"Baker, 38, was sentenced to 65 years in prison last month in the April 2006 suffocation and drugging death of Kari Baker, the girls’ mother. He remains in the McLennan County Jail awaiting transfer to prison.
The Dulins pledged to seek custody of the girls and make them their first priority at the completion of Baker’s trial." (read more)
Below are two more quotes from Tommy's article and my comments are bolded.
“They have a good set of friends that they have had for nearly four years now in school, and they are in good classes with good friends,” Barbara Baker said. “They are involved in sports, community activities, church activities, and the thought of changing all that terrifies them.”
Well, three and a half years ago the girls were uprooted from where they had been living, pulled out of good classes and away from good friends. In Hewitt and Waco, they were involved in sports, community activities, church activities. After killing their mother, Matt uprooted the girls' world and moved them to Kerrville. And you know what, that's okay with me. There were other grown-up issues the girls weren't old enough to understand. Matt wanted to be with his family for help. Moving happens all the time. Adults have to decide what is best.
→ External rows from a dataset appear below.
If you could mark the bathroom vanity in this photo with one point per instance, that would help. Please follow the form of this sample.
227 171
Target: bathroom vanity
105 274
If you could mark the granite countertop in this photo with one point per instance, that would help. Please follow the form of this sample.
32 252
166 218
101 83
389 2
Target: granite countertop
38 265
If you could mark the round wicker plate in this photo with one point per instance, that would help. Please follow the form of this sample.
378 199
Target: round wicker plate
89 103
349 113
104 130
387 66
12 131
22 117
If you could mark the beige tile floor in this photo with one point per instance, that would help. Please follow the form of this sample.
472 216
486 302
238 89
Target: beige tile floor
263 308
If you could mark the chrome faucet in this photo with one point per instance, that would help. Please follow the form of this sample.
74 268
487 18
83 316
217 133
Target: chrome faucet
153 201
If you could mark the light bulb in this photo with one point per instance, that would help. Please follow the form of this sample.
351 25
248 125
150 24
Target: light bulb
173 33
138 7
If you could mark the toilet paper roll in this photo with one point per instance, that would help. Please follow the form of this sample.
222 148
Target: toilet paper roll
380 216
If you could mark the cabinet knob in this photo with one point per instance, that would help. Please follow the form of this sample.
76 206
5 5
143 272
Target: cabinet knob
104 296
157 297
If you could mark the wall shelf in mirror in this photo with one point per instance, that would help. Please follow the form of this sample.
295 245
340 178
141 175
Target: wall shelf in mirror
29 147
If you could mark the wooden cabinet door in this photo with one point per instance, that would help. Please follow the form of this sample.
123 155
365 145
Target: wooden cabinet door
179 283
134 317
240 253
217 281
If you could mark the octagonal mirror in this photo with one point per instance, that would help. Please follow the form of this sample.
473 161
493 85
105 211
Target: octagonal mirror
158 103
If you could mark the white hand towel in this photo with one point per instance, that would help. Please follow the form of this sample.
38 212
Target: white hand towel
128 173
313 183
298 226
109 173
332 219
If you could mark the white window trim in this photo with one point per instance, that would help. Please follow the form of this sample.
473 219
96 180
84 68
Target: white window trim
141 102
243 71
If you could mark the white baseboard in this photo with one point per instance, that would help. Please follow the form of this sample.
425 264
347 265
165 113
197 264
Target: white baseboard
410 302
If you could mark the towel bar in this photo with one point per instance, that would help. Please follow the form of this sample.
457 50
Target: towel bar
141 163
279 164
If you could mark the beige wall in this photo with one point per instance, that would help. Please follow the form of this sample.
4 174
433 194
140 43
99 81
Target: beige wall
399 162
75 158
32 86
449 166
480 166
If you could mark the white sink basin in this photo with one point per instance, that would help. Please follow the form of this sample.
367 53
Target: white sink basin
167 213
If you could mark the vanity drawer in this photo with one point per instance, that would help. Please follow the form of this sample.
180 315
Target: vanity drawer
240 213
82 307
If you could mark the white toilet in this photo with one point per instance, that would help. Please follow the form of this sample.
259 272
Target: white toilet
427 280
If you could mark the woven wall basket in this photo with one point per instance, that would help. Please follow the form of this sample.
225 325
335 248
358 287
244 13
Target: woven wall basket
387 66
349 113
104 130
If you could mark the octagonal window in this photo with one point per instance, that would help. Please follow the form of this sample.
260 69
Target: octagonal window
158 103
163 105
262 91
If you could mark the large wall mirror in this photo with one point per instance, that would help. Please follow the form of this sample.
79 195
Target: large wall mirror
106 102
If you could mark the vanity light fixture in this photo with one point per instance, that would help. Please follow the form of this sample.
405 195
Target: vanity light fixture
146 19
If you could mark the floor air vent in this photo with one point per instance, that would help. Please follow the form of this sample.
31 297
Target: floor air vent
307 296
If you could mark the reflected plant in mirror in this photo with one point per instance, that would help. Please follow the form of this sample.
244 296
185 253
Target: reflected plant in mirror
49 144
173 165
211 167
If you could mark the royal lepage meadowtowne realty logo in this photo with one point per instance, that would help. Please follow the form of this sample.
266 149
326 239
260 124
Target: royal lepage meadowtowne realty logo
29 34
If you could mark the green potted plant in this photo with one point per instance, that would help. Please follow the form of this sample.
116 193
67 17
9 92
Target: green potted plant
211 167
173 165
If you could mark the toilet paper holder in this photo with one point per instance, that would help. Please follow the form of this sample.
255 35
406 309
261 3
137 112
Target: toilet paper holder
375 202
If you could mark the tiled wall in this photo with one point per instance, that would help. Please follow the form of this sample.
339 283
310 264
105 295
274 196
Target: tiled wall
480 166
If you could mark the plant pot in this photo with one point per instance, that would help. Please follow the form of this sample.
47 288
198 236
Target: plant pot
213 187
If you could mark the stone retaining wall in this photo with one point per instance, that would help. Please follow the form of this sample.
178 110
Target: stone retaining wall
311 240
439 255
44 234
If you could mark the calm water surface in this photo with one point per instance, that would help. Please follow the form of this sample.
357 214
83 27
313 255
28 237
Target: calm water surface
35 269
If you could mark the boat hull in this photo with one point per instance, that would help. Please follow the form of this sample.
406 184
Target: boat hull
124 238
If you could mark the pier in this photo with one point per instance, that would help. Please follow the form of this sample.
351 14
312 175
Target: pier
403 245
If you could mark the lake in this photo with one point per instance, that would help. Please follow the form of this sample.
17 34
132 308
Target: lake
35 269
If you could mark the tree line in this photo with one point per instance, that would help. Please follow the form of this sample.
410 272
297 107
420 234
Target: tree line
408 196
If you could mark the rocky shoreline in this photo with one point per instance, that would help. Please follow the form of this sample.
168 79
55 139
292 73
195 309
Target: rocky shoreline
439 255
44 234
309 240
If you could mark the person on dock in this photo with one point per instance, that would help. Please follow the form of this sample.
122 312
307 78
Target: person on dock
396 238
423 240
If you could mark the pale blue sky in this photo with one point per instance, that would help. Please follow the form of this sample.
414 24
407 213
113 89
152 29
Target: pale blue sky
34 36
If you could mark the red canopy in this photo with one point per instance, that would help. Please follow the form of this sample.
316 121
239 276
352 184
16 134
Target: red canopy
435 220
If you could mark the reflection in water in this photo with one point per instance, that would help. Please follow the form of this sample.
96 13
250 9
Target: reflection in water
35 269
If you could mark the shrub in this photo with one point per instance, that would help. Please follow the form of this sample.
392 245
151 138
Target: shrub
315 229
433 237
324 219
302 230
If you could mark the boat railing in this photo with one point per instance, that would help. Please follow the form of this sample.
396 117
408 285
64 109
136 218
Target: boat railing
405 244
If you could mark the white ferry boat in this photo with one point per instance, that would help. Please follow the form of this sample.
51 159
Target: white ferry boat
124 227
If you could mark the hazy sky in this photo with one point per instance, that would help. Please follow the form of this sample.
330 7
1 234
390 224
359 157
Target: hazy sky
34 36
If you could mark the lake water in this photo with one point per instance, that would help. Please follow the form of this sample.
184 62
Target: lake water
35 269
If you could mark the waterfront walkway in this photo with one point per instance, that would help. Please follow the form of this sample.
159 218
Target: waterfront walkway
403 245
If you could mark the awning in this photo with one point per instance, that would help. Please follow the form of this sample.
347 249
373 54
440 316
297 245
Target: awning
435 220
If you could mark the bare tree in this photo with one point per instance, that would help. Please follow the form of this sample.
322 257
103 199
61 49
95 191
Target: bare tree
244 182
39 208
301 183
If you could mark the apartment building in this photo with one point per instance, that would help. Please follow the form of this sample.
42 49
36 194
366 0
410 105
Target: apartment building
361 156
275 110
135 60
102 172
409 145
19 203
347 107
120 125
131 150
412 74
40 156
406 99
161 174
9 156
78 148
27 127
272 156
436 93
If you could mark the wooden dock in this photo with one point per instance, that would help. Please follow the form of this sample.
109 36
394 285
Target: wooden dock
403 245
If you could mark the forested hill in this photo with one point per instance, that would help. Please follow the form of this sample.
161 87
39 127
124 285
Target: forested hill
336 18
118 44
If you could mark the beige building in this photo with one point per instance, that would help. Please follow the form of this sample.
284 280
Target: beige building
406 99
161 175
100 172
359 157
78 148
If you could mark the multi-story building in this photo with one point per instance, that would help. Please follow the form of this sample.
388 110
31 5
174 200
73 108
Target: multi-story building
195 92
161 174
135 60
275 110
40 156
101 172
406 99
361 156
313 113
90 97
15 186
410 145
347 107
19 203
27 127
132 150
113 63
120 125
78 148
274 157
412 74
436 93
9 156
There are reasons that children don't make such huge family decisions.
The girls are convinced that their mother committed suicide and that their father has been wrongfully convicted, she said.
This is HUGE. We can't know at this point in time know what the girls would want if they were allowed to know the truth, work through it, heal and grow from it. Barbara Baker will not allow the truth in that household. She says it adamantly, wholly, time and time again. TRUTH IS NOT AN OPTION in the Baker household. And even if there is that seed in the girls hearts and minds that they do believe Kari didn't leave them of her own choosing, they would not be allowed to show it, verbalize it, question it. TRUTH IS NOT AN OPTION in the Baker household. I could live with moving and uprooting. It sucks for kids. Sucks for kids all around the world that are moving for the family's (and their) best interest and wellbeing. What I can't stand is a murdered woman's children being force-fed lies for years and years and even in the face of the truth and conviction of their mother's murderer, can't embrace the truth and begin to finally heal. How can they be free to express their true feelings and thoughts in a household that simply will not allow it. Without truth, there can be no healing. I don't care if you show up to every basketball game, school play, church on Sunday, etc; if truth is barred from your home and harmful, disgusting lies piled upon these girls year in and year out ON TOP OF the complete desecration of their sweet Mother's memory and continual murder of her spirit year after year, you are not spiritually and emotionally fit to raise these two girls. Period. Without truth, what do you have? The absence of truth raises what?
I will close with a comment from the article that is left by "hb." It is worth sharing wherever it can be shared:
"This whole situation is tragic. These girls have had their lives shaped by the tragedy of the loss of their mother and now the loss of their father. The main issue must be the ultimate welfare of the girls - not just for today, this school year, but for their entire lives. The only way they can begin to heal is to honestly face the tragedies that have occurred. Living in Kerrville, I know that the girls have many good friends and are secure in their lives. My niece is one of their good friends. However, I do not believe that the Baker's will give them the counseling that is needed for the healing to occur. They still refuse to admit that Matt did anything wrong. At this point, that shows not only mindful ignorance, but neglect as well. While it may be hard to uproot them, it is better than leaving them to grow in a toxic household. That is not to say the Baker's are evil people, I am sure they are not, but there is line between support of your children and indulence [indolence] in harmful behavior. I think they have crossed that line. And looking at this from the perspective of the Dulin's, would any of you be willing to let your grandchildren stay with the family that was responsible for killing your daughter? As a parent, I would never do that and neither will Linda and Jim."